Monday, 25 February 2013

Eroticon and Sex Education

Edited 6th March:
As it turns out, life became a wee-bit complicated so I couldn't make Eroticon, which is what this post is about. Next year though, next year!
This Sunday I am off to Eroticon, a sex blogger and erotic writer's conference. I plan on writing reports on the three sessions on my “must attend” list for those who miss them.

“Diversity 2: Polyamory 101” with Lori Smith and Amanda Jones. Technically, I am not sure I need to go to a Poly 101 session, having been immersed within it for a couple of years now. However, I am enthusiastic to hear from different people and these two women are fab. It is always possible to learn more and my experience of the poly community in England is patchy to say the least.

“Diversity 3: Getting the Language of Sex Right” with Justin Hancock (of BISH fame). This session is about using clear and inclusive sexual and gender diverse language. I try to be good (see me polishing my shiny halo), and I hope this will confirm it, or at least show me where I go wrong. Sadly, this session clashes with Molly Moore’s talk “Top Ten Tips for Bloggers.” It is aimed at people who want to increase blog traffic, and as much as I want to see Molly speak, I write my blog for me and any additional traffic is a bonus. Attending a session on diversity is, however, an important part of my personal development.

“Sex Education 2: Storytelling and Sex” with Brooke, Emily Dubberly and Meg Barker is my final absolute must session. This is for two reasons. First, Meg Barker. Her blog and book “Rewriting the Rules” is fantastic and I find the way she combines campaigning and academic work inspirational. Second, to match the previous session I really want to improve how I explore and discuss sex issues so that it can be informative. Having read some blog posts which give a negative message (rightly or wrong representing what is being presented), I feel a responsibility to portray my experiences in a useful and helpful way. I choose to make my stories public and so I must be careful that even a casual reader who encounters a single post through Google won’t get a mistaken impression.

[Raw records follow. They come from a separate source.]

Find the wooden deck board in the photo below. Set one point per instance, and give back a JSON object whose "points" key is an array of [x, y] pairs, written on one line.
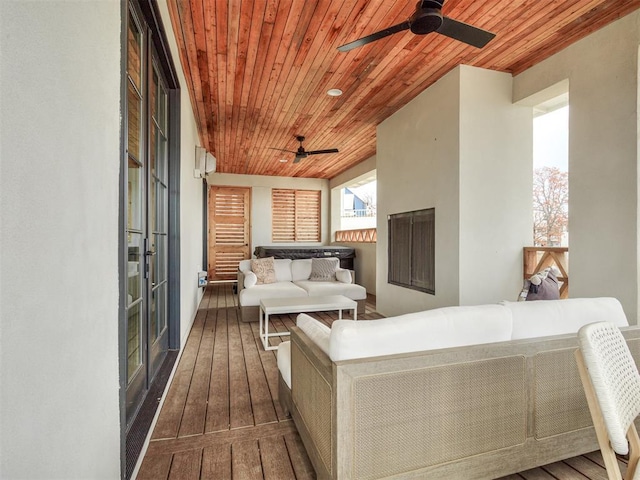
{"points": [[218, 403], [222, 419]]}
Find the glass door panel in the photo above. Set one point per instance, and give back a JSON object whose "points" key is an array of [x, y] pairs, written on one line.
{"points": [[158, 211], [135, 221], [146, 215]]}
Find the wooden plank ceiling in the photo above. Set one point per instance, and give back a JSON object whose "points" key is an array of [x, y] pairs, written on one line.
{"points": [[258, 71]]}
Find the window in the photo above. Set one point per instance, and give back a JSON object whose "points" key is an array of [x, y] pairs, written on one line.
{"points": [[412, 250], [296, 215], [551, 172]]}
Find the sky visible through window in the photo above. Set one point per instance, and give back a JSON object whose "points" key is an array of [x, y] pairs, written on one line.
{"points": [[550, 178], [551, 140]]}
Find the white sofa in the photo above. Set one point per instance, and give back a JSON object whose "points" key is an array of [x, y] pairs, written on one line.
{"points": [[456, 392], [292, 280]]}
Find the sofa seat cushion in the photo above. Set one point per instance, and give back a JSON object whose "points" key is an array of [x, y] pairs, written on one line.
{"points": [[251, 296], [543, 318], [317, 332], [284, 361], [414, 332], [318, 289]]}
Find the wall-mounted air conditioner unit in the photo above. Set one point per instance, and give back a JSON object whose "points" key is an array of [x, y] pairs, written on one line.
{"points": [[205, 163]]}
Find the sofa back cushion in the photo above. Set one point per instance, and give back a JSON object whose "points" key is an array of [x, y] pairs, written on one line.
{"points": [[323, 269], [283, 269], [543, 318], [301, 269], [414, 332]]}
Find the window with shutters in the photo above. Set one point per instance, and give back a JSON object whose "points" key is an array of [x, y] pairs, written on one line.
{"points": [[296, 215], [412, 250]]}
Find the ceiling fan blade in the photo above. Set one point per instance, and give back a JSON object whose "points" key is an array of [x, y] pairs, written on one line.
{"points": [[375, 36], [318, 152], [465, 33], [282, 150]]}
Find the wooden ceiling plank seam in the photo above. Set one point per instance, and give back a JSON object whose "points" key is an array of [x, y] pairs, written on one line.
{"points": [[243, 56], [211, 42], [233, 34], [370, 59], [327, 135], [222, 56], [180, 31], [323, 104], [278, 93], [511, 16], [539, 25], [282, 35], [295, 59], [255, 31], [264, 48], [197, 18], [317, 80], [577, 33], [510, 47], [334, 54]]}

Initially, I had two reasons to go to Eroticon: social and professional. I wanted to meet fellow bloggers, have some fun, and make friends. Unfortunately, I will not have time to do this now, but I may still be able to develop my ideas about career diversification. I want to explore ways of beginning a new life and to see whether sex education, writing, counseling, or therapy are possibilities for me. Perhaps they won’t be, or perhaps Eroticon won’t help me find out, but maybe the sessions I attend will help and I am sure they will be informative all the same.